Дождя нет, воздух становится свежее, но ветер дует с прежним упорством, и небо, закрытое тучами, не проясняется. Проезжают овраг, впереди широко раскинутый темно-зеленый ковер озимого поля, а по нем черной змеей извивается узкая дорога, исчезая в темнеющей дали. Станции уже не видно. Кругом — ни людей, ни скота. Только навстречу едет одна подвода, на которой, точно горелый пень, неподвижно сидит черный бородатый мужик.
— Постойте-ка, братцы! — поравнявшись, кричит он. — Нет ли у вас табачку на трубку?
— Найдется! — откликнулся парень, задерживая свою лошадь.
Обе подводы останавливаются недалеко друг от друга.
Гаврила, услышав знакомый голос, приподнимается и смотрит на мужика, соскочившего со своей телеги. Да, так и есть — это однодеревенец, сосед, крестивший его сына Илюшку.
— Здорово, кум Родион! — приветствует солдат.
— Здорово! — отвечает мужик, вытягивая шею и всматриваясь в страшное лицо. — Я што-то признать тебя не могу…
— Гаврила я… Водопьянов…
— Кто-о? — вылупив глаза, переспросил тот.
— Кум твой — Гаврила…
Парень достает из кармана кисет с табаком, а бородатый мужик, испугавшись, уже пятится назад и крестится; вскочив на свою телегу, он хлещет изо всей силы лошадь и мчится вскачь…

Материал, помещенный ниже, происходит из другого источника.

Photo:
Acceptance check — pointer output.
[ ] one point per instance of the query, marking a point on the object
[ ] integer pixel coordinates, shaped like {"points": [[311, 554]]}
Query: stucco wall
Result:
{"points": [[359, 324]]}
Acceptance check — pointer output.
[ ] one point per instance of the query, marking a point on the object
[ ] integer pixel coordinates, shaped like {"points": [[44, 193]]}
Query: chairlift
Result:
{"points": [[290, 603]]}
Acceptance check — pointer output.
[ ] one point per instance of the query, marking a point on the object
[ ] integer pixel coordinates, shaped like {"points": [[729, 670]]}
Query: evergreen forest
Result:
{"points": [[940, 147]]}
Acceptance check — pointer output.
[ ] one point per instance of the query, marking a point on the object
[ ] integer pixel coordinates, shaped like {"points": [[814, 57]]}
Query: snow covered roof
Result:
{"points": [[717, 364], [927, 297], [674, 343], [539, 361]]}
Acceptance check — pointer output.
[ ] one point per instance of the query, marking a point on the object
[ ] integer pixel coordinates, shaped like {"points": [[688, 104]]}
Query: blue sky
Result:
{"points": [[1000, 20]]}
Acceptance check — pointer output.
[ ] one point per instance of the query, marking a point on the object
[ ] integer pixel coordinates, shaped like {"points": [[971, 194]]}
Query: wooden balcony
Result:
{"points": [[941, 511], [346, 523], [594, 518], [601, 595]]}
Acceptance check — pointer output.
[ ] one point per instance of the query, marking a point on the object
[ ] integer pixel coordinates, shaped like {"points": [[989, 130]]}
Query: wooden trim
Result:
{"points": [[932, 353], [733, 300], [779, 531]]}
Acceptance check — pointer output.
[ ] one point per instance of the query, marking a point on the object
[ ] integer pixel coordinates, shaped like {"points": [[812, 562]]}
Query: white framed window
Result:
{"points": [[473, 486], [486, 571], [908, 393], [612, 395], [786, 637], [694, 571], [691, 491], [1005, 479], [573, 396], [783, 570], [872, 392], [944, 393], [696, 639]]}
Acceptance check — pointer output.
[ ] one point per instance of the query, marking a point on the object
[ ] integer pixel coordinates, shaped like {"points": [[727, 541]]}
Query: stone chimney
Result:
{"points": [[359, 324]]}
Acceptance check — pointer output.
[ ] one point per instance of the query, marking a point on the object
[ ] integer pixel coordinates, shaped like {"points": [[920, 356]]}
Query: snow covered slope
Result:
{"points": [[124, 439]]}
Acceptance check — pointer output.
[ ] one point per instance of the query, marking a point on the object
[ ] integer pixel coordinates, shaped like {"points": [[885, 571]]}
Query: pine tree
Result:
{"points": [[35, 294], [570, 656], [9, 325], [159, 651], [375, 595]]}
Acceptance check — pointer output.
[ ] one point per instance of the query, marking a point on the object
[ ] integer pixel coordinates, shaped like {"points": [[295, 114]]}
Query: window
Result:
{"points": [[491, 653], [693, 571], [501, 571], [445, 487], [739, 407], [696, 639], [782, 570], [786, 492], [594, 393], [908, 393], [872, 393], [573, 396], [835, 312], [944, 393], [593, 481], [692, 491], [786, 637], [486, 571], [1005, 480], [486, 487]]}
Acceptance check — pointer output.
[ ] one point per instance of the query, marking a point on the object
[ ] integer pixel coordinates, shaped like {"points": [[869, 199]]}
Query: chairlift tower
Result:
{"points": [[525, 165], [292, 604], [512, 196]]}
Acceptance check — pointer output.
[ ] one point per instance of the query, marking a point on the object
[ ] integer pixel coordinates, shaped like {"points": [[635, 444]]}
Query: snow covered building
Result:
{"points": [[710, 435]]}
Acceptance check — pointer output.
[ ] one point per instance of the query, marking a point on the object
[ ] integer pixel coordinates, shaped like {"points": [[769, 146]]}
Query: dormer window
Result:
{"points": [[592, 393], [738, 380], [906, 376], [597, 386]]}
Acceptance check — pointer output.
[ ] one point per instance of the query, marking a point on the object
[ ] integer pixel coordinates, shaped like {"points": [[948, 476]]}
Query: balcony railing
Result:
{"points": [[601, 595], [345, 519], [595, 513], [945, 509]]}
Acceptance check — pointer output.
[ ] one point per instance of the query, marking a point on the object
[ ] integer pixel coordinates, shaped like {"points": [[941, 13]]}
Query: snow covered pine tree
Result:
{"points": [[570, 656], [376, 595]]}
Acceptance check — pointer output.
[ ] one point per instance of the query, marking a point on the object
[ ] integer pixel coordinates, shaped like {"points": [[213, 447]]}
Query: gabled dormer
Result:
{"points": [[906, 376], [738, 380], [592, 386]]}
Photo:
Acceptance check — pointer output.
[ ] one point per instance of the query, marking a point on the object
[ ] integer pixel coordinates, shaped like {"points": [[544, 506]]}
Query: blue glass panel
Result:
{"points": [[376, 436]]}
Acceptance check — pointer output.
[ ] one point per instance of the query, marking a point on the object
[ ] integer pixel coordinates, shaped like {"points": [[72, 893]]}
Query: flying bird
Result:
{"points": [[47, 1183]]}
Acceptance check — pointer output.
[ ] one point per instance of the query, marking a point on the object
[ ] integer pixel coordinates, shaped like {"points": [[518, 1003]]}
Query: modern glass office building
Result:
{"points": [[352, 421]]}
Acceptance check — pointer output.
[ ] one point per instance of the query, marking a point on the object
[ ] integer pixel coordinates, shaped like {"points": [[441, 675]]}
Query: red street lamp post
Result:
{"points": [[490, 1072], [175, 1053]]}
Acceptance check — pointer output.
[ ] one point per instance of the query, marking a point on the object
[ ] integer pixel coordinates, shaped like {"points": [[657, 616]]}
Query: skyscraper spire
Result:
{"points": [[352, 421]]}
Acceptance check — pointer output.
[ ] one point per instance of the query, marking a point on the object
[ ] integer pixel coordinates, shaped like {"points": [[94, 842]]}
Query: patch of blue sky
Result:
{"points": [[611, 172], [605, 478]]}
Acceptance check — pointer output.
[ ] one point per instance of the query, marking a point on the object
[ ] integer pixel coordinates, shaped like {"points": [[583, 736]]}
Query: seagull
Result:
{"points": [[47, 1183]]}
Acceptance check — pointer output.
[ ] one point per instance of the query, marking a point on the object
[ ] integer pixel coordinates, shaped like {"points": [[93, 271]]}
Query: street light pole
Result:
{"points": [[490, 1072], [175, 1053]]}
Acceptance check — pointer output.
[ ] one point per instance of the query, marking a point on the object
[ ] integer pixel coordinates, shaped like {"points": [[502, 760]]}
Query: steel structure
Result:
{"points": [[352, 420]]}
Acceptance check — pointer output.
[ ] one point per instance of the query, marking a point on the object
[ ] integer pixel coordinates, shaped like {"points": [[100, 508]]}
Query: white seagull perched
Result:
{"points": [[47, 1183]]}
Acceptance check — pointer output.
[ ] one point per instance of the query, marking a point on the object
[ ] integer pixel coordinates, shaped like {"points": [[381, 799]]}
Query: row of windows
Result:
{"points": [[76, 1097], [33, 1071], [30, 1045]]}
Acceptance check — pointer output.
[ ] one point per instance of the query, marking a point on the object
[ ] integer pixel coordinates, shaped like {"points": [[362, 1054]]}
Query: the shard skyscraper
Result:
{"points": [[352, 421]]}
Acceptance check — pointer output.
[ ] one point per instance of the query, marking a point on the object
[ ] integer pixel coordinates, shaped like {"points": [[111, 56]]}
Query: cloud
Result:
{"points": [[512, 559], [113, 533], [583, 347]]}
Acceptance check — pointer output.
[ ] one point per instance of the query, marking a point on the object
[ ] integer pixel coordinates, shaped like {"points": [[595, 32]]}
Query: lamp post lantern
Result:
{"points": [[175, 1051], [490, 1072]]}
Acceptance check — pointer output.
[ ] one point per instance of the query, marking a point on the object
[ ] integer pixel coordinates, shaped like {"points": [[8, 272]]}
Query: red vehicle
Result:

— Вот дурашный! — глядя ему вслед, хохочет Степан. — От кума бежит… Недаром про ваших говорят: живут люди в лесу, молятся колесу…
И, дернув лошадь вожжами, опять закатывается смехом.
Водопьянов, не говоря ни слова, уткнулся в солому лицом, и безотрадные думы грустно зароились в его хмельной голове. В плену он много мучился от физической боли, а еще больше от сознания, что в жизни он стал ненужным человеком и что своим безобразным видом он будет возбуждать у других только горькое чувство отвращения. Не раз им овладевала даже мысль покончить с собою. Но там таких калек, как он, и даже хуже его, много, и это медленно но упорно примиряло его с тяжким положением.
Ночь беспредельным черным пологом окутала землю. Куда ни глянь, ничего не разберешь, все утонуло в глубоком мраке. Лошадь идет шагом, лишь чутьем угадывая знакомую дорогу. Ветер с яростью дует в бок телеги, будто силясь опрокинуть ее. Парень, под впечатлением недавней встречи, нет-нет да и заговорит с хохотом.
— Как он от нас прыснул, кум-то твой… Ну и чудила, протобес его дери. Прямо уморил, ей право… Эх, слышь, кабы погнаться за ним! Кишка бы у него выскочила…
Обращается к Гавриле:
— Ты што же молчишь?
— А чего мне говорить.
— Ну, так… вобче…
— Мне не до разговору…
Степан весело понукает лошадь, а Водопьянов, стараясь отогнать мрачные думы, представляет себе, как он встретится со своими детьми. Конечно, сначала они будут бояться его, но потом привыкнут, он задобрит их подарками, которые спрятаны у него в мешке: девочке даст невиданную японскую куклу, а мальчику — китайца, который, если завести пружину, сам бегает по полу, возя за собою и маленькую тележку.
В воздухе, точно белые бабочки, начинают кружиться легкие пушинки снега. Все больше их, все гуще падают они на землю. А вдали, сквозь белую сеть снега, уже сверкают огни Горбатовки.